Thousands of adults use the public library's computer banks to check emails, do research, apply for jobs, read news and watch YouTube videos.

Under First Amendment protection, adults have the right to also access some pornography.

The library's rules and regulations say the free Internet access may not be used for illegal activity, to access illegal or obscene materials or to display material that violates the Texas Penal Code.

Hall said it is not working.

"I just believe there shouldn't be anything like that allowed on a public

computer," she said.

Nationally, libraries are faced with choosing funding, equitable access or censorship. But Hall wants to know how access to pornography advances the library's mission "to help patrons improve computer skills and enhance self-learning."

Victoria Public Library Director Dayna Williams-Capone said the library follows state law, and users 18 and younger can have an Internet filter if their parent or guardian chooses.

"For us, we hear the positive increasingly," she said. "Our central mission is to provide free access of information. Filters are not going to solve the problem."

Williams-Capone remembers Hall's complaint and said her staff immediately checked up on it, but did not see any obscene material on the man's computer.

"It's a constant cat-and-mouse game," she said. "We are doing the best we can do to assure it doesn't happen again."

Hall said the library's response was different, that she was ignored and the man remained.

"The community needs to know it's happening and people are allowing it to go on," Hall said. "It's not OK for some predator to sit next to our children and view porn on a computer."

She called it a waste of tax dollars.

"We're paying somebody to have control of that library, and she's not taking care of it," Hall said.

Williams-Capone said blocking out key words could limit research for medical conditions, art and politics. With 34,000 annual uses of Internet access and so few complaints, adding a filter is not necessary, she said.

Williams-Capone said the staff's immediate response to complaints is satisfactory.

"I see very positive things happening here," she said.

Since she joined the library, only one user has had a membership card revoked for improper use of the computers. However, she declined to explain the user's offense.
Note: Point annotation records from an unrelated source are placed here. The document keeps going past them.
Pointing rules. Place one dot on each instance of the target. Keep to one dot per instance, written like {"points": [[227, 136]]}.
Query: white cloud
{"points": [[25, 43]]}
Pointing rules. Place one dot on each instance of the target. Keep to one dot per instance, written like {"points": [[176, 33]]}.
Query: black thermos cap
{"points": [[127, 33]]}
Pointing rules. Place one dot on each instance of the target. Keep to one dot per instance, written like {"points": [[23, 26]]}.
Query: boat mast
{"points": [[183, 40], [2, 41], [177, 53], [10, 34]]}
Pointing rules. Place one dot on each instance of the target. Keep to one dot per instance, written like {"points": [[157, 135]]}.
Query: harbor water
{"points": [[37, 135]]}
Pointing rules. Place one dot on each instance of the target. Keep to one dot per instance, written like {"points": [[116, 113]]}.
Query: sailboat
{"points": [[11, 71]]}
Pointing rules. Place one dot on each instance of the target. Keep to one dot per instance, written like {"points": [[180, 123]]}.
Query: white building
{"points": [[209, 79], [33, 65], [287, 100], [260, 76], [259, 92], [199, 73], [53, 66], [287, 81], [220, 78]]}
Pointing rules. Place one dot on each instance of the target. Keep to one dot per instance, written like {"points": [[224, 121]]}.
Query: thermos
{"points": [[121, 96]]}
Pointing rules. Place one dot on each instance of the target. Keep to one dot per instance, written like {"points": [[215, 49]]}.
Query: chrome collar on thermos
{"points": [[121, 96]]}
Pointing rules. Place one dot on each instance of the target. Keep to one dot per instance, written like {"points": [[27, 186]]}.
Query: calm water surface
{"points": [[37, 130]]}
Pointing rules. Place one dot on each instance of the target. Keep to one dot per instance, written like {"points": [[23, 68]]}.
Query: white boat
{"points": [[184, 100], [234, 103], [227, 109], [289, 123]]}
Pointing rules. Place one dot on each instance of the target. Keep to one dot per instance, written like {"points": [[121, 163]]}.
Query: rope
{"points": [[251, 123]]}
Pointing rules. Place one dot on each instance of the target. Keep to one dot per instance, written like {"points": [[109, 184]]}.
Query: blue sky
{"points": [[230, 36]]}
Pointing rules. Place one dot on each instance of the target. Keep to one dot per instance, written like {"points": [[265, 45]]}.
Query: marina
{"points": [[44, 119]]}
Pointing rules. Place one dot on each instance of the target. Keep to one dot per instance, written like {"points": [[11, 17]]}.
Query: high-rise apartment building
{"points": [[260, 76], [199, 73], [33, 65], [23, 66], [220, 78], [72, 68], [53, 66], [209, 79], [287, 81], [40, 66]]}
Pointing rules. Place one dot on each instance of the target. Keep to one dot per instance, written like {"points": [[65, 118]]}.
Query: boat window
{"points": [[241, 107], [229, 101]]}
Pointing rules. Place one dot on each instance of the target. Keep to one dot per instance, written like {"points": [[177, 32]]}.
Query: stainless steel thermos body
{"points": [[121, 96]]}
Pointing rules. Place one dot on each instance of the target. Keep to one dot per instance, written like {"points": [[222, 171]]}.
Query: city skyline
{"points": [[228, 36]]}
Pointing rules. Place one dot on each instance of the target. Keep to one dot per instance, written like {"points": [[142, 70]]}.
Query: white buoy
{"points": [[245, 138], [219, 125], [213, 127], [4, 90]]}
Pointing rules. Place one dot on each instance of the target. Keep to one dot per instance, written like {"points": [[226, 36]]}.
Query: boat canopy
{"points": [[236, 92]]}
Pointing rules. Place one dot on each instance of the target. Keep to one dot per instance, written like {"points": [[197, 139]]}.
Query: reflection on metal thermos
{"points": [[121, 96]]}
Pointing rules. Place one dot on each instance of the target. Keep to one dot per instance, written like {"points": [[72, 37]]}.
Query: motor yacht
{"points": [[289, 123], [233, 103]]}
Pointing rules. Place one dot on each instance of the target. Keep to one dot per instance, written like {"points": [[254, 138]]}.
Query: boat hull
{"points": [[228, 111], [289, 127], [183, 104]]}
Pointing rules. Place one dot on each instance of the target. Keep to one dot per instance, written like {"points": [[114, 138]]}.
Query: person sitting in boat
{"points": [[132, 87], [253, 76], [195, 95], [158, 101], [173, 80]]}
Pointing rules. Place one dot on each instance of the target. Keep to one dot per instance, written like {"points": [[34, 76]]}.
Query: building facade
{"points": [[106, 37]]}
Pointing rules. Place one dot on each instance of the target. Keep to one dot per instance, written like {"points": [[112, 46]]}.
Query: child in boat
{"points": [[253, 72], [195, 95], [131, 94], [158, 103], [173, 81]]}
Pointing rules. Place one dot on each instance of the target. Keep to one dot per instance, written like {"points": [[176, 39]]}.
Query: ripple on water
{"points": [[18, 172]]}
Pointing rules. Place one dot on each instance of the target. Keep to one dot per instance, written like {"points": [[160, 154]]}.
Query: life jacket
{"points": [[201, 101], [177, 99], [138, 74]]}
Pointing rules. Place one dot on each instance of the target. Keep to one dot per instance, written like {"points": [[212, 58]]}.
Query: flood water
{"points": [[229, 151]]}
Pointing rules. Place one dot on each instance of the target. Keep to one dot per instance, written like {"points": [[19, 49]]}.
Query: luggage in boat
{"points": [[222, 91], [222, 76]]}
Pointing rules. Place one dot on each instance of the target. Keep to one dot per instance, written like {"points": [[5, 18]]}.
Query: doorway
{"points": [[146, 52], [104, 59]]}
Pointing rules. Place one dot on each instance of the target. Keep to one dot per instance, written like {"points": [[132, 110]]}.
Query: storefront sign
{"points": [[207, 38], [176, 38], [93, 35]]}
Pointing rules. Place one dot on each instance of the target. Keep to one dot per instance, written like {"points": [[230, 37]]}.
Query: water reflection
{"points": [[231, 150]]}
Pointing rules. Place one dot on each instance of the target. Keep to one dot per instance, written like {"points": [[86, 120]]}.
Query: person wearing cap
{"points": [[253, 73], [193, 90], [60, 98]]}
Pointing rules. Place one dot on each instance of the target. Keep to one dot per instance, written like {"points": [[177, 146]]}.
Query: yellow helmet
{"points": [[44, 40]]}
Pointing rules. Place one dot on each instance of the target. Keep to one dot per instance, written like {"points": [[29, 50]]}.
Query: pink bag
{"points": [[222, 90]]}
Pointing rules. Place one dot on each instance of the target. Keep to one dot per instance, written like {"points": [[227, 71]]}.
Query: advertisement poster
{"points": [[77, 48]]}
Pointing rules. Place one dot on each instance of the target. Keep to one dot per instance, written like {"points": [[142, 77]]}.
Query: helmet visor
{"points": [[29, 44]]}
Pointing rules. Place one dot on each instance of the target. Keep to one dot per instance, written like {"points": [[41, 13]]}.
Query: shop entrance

When library staff catches someone looking up pornography, there is little they can do aside from showing the person the Internet policy.

Child pornography is the point at which they can call in enforcement.

Chief Deputy Terry Simons said Internet freedom is a national issue most libraries grapple with.

He said the issue is that "obscenity" is not clearly defined.

"Today, we act as if we don't know what obscenity is, but we all recognize it when we see it," Simons said.

Although he doubts an open Internet at library computers pose a high risk of someone obtaining child pornography, he said the issue needs to be discussed in a public arena.

"To me, it's not about free speech, but some of it has to do with free personal liberty," Simons said.

While people should be free to do with themselves as they want, Simons said there must be a balance when that infringes upon other people. Someone viewing pornography near another person has the potential to do that.

"Call me old fashioned, but I don't think that pornography is a viable use of public-use computers," Simons said. "But then comes into question: What's pornography?"

Possible solutions include private cubicles or privacy screens, he said.

"We can worship at the altar of free speech to an unwarranted extent sometimes," Simons said. "Is free speech about politics? Is it about religion and sexuality? Yes, and government shouldn't limit them."